Into Saguaro National Park-West; After You Left
By: Susan Cummins Miller
Into Saguaro National Park-West
Cloud waves, rosy-tinted
in first dawnlight, break upon
the atmospheric western shore.
A great horned owl calls
from the ancient saguaro, spreads its wings
and glides away to merge
with retreating shadows, while three tufts
of buffel grass wave outside
my hermitage window.
Entering the park via Picture Rocks Wash:
High above, the leading edges of clouds
curl like salt plumes. A male cardinal flutters
from branch to branch in a palo verde, bright scarlet
in the noonlight. He carries his secrets
to a small mesquite, pauses, head cocked, listening,
then glides behind a dacite bluff
as if returning home.
Late afternoon sunlight strikes
eternal figures etched
in desert varnish. Arms linked, they dance
around the Spiral, shuffling
to silent chants that set the still air thrumming,
while below their feet
the white sand river laps
and not flowing.
After You Left
to Lara Nyro and Nina Simone:
bared blue-soul musings, tones
like raw silk brushed with tears.
Hungry notes glitter
with empty-room bravado before pulling back
beneath whispered skin. Lyrics reveal
what loneliness engenders
in bruised hearts and tortured psyches--reveal
lonely rivers of pain, meandering aimlessly,
and understanding, just beyond reach,
just beyond good-bye.
Tucson writer SUSAN CUMMINS MILLER (www.susancumminsmiller.com) holds degrees in history, anthropology, and geology. Miller, a former field geologist and college instructor, compiled and edited A Sweet, Separate Intimacy: Women Writers of the American Frontier, 1800-1922, and pens the Frankie MacFarlane, Geologist, mysteries. Her poems, short stories, and essays appear frequently in journals and anthologies, including the forthcoming So West: Love Kills and Without a Doubt: poems illustrating faith.
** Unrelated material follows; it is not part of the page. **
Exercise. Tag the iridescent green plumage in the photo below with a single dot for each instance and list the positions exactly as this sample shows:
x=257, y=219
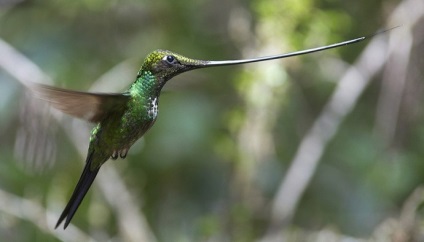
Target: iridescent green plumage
x=123, y=118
In 2022, Finishing Line Press will release two poetry collections: Deciphering the Desert: a book of poems and Making Silent Stones Sing, a chapbook.
"My writing arises from my life, scientific work in, and interaction with the West, especially the Desert Southwest. These two poems were conceived during time spent in solitude and contemplation at a silent retreat center at the base of the Tucson Mountains. That center closed in 2020, a victim of the COVID-19 pandemic."